I am currently writing this post seated at my local coffee shop in my hometown on January 21st, 2018. If I had continued on the path that I originally started on, I wouldn’t be here sipping a cappuccino and tapping these keyboard keys like there was no tomorrow.

 A few months ago, I was enrolled as a freshman at Indiana Wesleyan University in Marion, Indiana, studying Graphic Design. During my time there, I made friends that I know I’ll have for a lifetime (and currently, friends who I miss VERY dearly), excelled in my classes, and, for the first few weeks, felt like I had everything figured out.

 After the euphoria of new introductions and icebreaker questions had lifted, that’s when the insecurities set in; that’s when every doubt and fear and the question of “what am I doing here?” began creeping into my mind and started making themselves at home in my thoughts. I felt like I was not only drowning in papers and projects and due dates like every other student on campus, but I was beginning to feel like a stranger in my own skin. I couldn’t recognize the person I had become because I couldn’t tell the differences between the truth I knew about God, and the lies that ate away at my mind day and night. These thoughts had left me feeling purposeless, hopeless, and completely useless; not to mention the gloom and sadness I could not pull myself away from feeling nonstop. I was not familiar with this feeling of deep despair; and quite honestly, I had no clue where to go from there. I was at the end of my rope.

 Thankfully, the story doesn’t stop there. (Aren’t those things the perfect platform for a major breakthrough to take place?)

 It was a late night in October when I was given my breath back. With tears continuously streaming down my cheeks, I was desperate for God to show me what to do, and where to move if it was necessary. I knew I couldn’t stay in this state of despair with any hopes of accomplishing what the Lord has had planned for me before the world was even created.

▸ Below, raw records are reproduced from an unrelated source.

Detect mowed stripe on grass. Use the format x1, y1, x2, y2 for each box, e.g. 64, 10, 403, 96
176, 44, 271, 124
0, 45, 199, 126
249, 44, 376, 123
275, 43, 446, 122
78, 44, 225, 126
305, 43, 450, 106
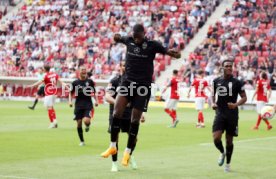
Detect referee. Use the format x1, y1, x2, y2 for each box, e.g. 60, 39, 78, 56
69, 67, 98, 146
212, 60, 247, 172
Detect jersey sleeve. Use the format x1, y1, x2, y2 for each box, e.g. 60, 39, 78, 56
118, 36, 129, 45
153, 41, 167, 55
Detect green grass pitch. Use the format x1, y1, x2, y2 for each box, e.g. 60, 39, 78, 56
0, 101, 276, 179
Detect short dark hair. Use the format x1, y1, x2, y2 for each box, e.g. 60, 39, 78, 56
44, 65, 51, 72
133, 24, 145, 34
222, 60, 233, 66
173, 70, 178, 75
261, 72, 267, 80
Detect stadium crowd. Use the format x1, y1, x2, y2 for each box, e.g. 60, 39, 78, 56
181, 0, 276, 90
0, 0, 220, 79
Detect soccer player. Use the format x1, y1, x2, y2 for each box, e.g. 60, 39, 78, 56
187, 70, 211, 128
101, 24, 181, 166
105, 61, 145, 172
162, 70, 179, 128
69, 67, 98, 146
252, 72, 272, 130
212, 60, 247, 172
28, 65, 66, 128
28, 68, 45, 110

 I’ve come to learn that from our deepest moments of desperation is when God shows up to show us his deepest compassion and to reaffirm the promises he has been keeping from the very beginning.

 In that moment, I was directly lead to Isaiah chapter 42, and the words written on that page took ahold of my spirit in a way I had never experienced before.

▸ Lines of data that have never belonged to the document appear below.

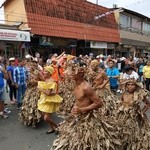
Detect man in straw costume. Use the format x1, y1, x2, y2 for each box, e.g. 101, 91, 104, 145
51, 67, 121, 150
116, 79, 150, 150
19, 61, 45, 127
38, 66, 62, 134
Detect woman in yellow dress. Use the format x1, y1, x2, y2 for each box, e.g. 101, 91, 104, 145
38, 66, 62, 134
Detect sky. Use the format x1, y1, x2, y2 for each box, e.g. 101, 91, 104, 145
88, 0, 150, 18
0, 0, 150, 23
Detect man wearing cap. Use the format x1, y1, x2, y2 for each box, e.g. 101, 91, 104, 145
106, 59, 119, 93
13, 59, 28, 109
0, 62, 8, 118
7, 57, 16, 104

 “I, the LORD, have called you to demonstrate my righteousness.

I will take you by the hand and guide you, and I will give you to my people, Israel, as a symbol of my covenant with them.

And you will be a light to the nations.

You will open the eyes of the blind.

You will free the captives from prison,

Releasing those that sit in dark dungeons.” (Isaiah 42:6-7)

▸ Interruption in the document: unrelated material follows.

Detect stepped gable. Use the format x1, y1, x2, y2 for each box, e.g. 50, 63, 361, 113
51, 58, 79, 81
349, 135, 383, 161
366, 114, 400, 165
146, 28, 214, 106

 I was taken by the hand. I was guided. I suddenly felt like a captive that was released from the dark dungeon that is talked about in this passage of scripture.

 From then on, my journey has taken twists and turns that I couldn’t even begin to foresee. Some doors were flung wide open; Some doors were suddenly slammed shut. Here I am, sitting in Newark Ohio, preparing to embark on an adventure I couldn’t even think would become my reality, even in my wildest dreams.

 

That’s where this exchange comes in.

 My life, my desires, my feelings, my agenda; all exchanged just for the chance to get to experience all that He has planned for me with my time on earth.

 Exchanging the comfort and security that I am so familiar with for the opportunity to share the unfailing and constant hope of the gospel that I have experienced firsthand.

 Exchanging what control over my life I think I have for the chance to fully experience the peace of Christ, and share what that is with others.

 I have chosen to exchange all that I have, for all that I do not yet know.